The fascination with “headless photographs” took over the work of a British photographer based in Brighton for several years. For a future note, Samuel Kay Balbirnie, who before photography had begun studies in medicine, did not just leave an album full of Victorian beheadings. Balbirnie also advertised his services as an eccentric photographer in the press at the time. On May 23, 1878, the pages of the Brighton Daily News newspaper featured Balbirnie’s advertisement: “Headless Photographs – Ladies and gentlemen photographed with their heads floating”. An offer of photographic services that added other items such as “Photographs of spirit – Ladies and gentlemen captured floating in the air in the company of tables, chairs and musical instruments”.
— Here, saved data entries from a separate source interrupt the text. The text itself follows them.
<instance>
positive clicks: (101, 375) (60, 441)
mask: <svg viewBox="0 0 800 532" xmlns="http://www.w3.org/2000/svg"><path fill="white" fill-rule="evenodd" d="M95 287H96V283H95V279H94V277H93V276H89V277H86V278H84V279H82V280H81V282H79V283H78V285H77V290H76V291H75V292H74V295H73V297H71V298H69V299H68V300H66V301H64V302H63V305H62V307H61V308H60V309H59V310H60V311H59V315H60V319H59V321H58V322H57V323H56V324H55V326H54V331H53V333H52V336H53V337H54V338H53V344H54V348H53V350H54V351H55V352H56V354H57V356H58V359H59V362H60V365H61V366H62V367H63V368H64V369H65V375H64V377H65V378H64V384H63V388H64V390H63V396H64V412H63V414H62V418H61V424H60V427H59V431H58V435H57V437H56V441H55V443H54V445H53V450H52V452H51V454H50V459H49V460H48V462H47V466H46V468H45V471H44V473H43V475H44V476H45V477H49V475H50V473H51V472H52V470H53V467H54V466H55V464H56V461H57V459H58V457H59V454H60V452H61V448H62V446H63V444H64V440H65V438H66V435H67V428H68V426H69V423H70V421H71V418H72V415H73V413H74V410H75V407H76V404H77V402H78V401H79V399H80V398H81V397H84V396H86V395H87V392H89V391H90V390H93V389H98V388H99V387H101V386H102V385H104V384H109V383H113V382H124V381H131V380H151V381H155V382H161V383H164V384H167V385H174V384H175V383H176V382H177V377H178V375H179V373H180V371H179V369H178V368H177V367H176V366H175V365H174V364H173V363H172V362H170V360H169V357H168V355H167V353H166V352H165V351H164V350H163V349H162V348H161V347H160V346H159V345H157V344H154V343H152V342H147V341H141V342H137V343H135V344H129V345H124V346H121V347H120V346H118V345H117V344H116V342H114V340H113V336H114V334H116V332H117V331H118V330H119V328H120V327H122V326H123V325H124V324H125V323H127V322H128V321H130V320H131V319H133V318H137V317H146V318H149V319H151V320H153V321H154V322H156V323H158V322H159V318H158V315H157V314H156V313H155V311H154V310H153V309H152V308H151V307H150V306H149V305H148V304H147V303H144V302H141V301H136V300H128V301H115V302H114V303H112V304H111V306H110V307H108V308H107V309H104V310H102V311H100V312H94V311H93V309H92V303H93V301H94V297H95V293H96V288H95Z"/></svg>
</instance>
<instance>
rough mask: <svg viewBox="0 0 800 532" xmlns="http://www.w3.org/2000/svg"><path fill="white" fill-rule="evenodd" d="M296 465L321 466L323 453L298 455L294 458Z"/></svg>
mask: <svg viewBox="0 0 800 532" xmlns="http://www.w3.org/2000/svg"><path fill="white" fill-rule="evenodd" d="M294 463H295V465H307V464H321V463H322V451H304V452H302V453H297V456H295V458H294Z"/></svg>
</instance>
It is believed that it was the Frenchman Hippolyte Bayard, born in 1801, pioneer of photography, who was the first to suggest the combination of two photographic negatives as a means of creating unreal images. For history, the contemporary of Louis Daguerre – inventor who patented the first photographic process – left the principles that would serve in the future the development system used by Polaroid. The 19th century brought an approach to the world that Mia Fineman, curator at the Metropolitan Museum of Art and author of the book Faking Itsubstantiates in a sentence regarding manipulated photography: this “contradicts a long-standing banality, that ‘images don’t lie’”.